Michael
Wüstefeld
11 SONGS – AUS TEUTSCHEN LANDEN
(dt + engl.)
Für Kenner der Jazz-Szene dürfte die Überraschung weniger
groß sein, als für Jünger der Zupfgeigenhanselgemeinde:
Das Zentralquartett macht aus seiner Herkunft keinen Hehl, bearbeitet
deutsche Volkslieder und spielt sie, als wären die Noten von heute
und nicht aus dem Mittelalter.
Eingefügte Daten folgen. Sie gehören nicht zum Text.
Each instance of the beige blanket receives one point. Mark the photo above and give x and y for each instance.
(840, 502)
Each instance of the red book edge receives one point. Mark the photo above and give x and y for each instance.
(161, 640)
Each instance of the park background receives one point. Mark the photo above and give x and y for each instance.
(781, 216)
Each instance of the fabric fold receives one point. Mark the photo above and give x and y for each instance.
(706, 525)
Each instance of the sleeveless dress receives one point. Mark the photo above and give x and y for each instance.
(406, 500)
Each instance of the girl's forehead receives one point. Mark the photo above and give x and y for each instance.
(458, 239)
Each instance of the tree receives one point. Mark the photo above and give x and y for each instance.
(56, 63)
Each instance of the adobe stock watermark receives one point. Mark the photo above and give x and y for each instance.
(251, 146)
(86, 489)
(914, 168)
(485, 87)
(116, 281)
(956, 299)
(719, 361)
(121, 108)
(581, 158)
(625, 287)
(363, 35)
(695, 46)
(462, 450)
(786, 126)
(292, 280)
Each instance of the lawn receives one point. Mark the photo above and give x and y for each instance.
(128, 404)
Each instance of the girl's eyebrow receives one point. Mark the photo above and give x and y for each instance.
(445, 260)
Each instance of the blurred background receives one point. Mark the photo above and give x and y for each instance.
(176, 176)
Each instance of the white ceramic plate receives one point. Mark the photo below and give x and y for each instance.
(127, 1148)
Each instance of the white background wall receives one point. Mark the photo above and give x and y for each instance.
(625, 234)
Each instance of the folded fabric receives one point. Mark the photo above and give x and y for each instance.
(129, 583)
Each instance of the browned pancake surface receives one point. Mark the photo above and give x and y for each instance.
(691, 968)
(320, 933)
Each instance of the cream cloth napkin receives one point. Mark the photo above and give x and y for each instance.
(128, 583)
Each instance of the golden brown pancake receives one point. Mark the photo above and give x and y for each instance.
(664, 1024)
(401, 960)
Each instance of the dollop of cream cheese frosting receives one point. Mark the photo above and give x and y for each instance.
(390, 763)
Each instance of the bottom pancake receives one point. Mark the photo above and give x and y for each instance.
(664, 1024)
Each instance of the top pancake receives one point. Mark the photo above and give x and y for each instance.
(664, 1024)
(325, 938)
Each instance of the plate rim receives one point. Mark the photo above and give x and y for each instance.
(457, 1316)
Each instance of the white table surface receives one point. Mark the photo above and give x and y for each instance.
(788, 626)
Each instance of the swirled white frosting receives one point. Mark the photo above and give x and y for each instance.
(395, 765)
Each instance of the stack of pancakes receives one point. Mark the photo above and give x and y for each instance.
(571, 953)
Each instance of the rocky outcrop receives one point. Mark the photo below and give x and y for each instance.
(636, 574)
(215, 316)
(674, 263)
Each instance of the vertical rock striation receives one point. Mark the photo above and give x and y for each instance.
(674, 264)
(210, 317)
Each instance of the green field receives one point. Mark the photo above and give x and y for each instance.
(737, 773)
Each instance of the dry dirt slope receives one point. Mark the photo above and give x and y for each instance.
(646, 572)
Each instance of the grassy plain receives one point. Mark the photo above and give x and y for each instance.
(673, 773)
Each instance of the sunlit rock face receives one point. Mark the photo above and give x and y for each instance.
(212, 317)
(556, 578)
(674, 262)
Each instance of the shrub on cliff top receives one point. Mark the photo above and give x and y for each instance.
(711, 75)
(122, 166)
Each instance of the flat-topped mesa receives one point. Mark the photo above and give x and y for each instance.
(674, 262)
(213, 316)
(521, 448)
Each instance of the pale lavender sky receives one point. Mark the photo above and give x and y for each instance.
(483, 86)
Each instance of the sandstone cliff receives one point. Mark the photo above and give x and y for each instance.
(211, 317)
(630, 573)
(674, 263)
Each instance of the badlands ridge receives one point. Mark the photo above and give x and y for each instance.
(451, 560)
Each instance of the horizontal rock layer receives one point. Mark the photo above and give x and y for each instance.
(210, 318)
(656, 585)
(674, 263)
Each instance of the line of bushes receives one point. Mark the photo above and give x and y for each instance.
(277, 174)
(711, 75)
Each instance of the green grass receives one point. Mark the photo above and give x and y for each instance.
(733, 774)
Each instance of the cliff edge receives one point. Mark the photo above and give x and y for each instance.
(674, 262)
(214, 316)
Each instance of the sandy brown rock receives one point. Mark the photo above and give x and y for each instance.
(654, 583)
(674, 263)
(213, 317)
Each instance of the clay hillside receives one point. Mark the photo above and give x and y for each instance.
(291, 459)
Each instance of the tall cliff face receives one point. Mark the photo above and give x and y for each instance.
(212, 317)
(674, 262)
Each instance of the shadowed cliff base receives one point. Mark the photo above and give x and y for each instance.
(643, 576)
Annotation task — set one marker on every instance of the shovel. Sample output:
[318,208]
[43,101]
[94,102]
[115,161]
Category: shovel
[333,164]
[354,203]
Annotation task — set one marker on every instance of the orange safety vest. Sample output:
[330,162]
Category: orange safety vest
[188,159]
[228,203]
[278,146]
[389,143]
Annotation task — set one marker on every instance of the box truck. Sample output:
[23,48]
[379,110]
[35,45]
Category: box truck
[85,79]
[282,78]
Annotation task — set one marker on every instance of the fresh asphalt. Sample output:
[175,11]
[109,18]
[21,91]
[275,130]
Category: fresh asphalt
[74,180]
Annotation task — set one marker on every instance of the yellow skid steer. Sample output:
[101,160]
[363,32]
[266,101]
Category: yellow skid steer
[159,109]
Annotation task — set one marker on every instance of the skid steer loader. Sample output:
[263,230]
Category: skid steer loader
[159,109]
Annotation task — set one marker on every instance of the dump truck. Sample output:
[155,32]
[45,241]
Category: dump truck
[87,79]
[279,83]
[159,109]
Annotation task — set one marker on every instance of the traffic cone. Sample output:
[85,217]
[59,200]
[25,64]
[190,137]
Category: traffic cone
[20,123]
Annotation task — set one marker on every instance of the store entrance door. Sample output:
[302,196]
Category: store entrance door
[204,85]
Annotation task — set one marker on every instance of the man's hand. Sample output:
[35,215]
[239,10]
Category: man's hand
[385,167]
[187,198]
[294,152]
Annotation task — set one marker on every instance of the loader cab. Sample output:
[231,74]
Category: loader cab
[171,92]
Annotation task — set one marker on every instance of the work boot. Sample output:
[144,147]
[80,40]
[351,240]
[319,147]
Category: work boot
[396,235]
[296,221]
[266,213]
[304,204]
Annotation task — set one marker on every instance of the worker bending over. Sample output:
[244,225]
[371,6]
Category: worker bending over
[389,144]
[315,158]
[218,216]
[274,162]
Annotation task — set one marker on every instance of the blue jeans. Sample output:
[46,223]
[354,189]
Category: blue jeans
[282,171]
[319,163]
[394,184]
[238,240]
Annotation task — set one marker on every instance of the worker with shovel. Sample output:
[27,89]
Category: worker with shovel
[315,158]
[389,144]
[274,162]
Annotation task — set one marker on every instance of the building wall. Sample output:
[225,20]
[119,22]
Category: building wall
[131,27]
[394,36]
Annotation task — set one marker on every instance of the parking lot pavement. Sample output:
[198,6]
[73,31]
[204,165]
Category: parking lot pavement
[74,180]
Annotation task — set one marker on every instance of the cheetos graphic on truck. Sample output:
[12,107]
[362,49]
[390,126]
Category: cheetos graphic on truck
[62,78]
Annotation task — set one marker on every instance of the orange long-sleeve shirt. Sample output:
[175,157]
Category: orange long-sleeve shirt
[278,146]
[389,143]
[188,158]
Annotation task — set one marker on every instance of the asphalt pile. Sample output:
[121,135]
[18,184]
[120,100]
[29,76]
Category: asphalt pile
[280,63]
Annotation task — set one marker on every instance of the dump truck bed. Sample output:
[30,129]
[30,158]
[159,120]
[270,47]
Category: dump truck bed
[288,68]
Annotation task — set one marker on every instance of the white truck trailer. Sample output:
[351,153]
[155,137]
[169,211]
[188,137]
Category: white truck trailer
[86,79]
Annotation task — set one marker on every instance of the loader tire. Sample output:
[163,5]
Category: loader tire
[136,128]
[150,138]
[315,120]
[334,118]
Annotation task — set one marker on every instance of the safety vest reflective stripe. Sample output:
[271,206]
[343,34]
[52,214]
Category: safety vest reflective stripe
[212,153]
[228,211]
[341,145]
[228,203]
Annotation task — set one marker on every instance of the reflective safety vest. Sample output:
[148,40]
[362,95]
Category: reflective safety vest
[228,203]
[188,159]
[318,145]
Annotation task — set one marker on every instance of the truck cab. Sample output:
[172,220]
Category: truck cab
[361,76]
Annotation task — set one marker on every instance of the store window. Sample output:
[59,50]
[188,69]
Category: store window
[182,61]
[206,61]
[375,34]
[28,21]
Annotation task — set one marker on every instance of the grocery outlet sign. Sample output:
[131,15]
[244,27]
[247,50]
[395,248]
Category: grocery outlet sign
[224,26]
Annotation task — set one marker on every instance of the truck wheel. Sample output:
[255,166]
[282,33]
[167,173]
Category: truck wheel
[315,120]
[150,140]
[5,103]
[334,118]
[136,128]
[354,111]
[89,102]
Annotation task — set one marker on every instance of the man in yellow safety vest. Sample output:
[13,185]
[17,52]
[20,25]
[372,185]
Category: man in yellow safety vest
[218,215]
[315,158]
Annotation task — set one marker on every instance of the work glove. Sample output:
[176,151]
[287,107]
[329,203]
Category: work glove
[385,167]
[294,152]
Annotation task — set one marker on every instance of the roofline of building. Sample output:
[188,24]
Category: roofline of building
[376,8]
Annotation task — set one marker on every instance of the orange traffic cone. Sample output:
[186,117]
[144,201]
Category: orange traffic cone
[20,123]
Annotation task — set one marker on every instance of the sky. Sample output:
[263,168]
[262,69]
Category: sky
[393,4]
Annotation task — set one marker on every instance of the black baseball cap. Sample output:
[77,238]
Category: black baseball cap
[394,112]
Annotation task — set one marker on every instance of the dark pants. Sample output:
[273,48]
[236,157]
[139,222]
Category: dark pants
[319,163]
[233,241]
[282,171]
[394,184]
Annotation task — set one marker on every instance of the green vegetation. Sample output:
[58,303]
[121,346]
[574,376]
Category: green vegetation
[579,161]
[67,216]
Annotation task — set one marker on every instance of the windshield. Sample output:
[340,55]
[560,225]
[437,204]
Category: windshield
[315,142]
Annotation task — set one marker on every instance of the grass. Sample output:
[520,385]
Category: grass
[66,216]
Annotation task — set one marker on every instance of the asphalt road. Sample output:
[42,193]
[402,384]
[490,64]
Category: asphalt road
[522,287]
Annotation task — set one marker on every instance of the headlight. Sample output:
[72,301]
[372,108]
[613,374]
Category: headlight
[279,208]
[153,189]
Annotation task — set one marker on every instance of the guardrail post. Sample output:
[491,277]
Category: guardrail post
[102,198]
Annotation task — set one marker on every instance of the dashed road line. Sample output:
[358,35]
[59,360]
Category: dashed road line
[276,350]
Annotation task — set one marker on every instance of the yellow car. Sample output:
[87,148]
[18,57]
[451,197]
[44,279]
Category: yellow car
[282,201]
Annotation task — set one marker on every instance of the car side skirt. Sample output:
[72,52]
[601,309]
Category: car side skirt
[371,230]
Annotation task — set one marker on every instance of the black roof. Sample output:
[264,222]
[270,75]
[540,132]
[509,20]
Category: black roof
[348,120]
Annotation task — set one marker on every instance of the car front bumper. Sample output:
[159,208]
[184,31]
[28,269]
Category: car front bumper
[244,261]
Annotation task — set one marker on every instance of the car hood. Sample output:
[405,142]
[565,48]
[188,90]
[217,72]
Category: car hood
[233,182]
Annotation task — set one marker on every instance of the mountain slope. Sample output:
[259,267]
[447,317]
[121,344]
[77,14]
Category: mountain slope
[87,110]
Was in nahezu allen Genres zunehmend
praktiziert wird, die Kunst einerseits im Regionalen zu verwurzeln,
andererseits vielfältige Anregungen und fremde Traditionslinien
aufzunehmen, ist dem Jazz schon lange eigen. Aber das «ZQ»
in Volksliedern verwurzelt, die einstigen Quertreiber und Freidenker
Bauer, Gumpert, Petrowsky und Sommer auf Deutschlandkurs? Die vier Improvisationskönner,
die als Individualisten und als Quartett «Synopsis» Jazzgeschichte
schrieben und sich mit ihrer Umbenennung im Orwell-Jahr 1984 über
die heiligen DDR-Kühe «Zentralkomitee» und «Zentralagentur»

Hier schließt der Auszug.